Keywords: Wnt signalling; acute myeloid leukaemia; beta-catenin; small molecules.

Figure 1. Outline of canonical Wnt signalling

In the absence of a Wnt ligand bound to LRP and Frizzled receptors, β-catenin is bound by a destruction complex consisting of GSK3β, Axin, CK1 and APC. β-Catenin is phosphorylated leading to subsequent ubiquitination by βTrCP and degradation in the proteasome. Wnt target genes remain off as TCF is bound to the transcriptional repressor Groucho. Upon binding of a Wnt ligand to LRP/Frizzled the destruction complex is recruited to phosphorylated LRP through Axin where β-catenin is bound and phosphorylated. However, βTrCP can no longer ubiquitinate β-catenin causing saturation of the DC and subsequent stabilization of β-catenin which translocates to the nucleus, binds TCF/LEF, and activates Wnt target genes (created using Biorender).

Figure 2. Pharmacological targeting of β-catenin AML

Summary of the attempted and theoretical strategies used to therapeutically target oncogenic β-catenin stability an activity in AML cells. Compound abbreviations = CWP; CWP232291, CGP; CGP049090, PFK; PFK115-584, ICG; ICG-001, PRI; PRI-274, 5-AZA; 5-Aza-2′-deoxycytidine, PROTAC; Proteolysis-Targeting Chimaeras, MSAB; methyl 3-{[(4-methylphenyl)sulfonyl]amino} benzoate, SOR; Sorafenib, QUI; Quizartinib (created using Biorender).

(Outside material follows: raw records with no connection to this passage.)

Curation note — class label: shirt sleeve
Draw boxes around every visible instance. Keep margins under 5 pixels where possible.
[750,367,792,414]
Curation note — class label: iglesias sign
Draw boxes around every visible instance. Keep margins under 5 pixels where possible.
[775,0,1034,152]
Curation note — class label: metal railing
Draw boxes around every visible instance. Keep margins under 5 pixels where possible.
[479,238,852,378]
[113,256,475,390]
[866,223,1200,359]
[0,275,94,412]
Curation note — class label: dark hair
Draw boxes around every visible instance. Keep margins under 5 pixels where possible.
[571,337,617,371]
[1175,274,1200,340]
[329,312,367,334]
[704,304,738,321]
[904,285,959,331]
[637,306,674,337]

Figure 3. β-Catenin interactions with RBPs in myeloid cells

Scatter plots showing RBP interactions detected in β-catenin interactomes performed in (A) K562 cytosolic, (B) K562 nuclear, (C) HEL cytosolic and (D) HEL nuclear fractions. Vertical dashed red line indicates the threshold for 2-fold change in protein binding at log₂ (= 1) relative to IgG co-IP. Horizontal red line represents threshold for significant interactions at P=0.05 on log₁₀ scale (= 1.3). Highlighted red dots indicate statistically significant interactions and green labels indicate RBPs. Combined GO term network demonstrating biological processes of β-catenin interacting proteins found in the (E) cytoplasmic and (F) nuclear fractions of HEL, HL60 and K562 cells. Nodes (circles) in the network represent GO terms associated with the β-catenin interacting proteins. Red nodes represent GO terms with relatively high adjusted enrichment P-values (i.e., P-value is close to 0.05 which indicates term is less accurate at representing a function or process associated with the gene list). Comparatively, white nodes indicate GO terms with lower P-values close to 0. Edges (lines between nodes) representing how closely related the GO terms are to one another, with thick lines representing closely related GO terms.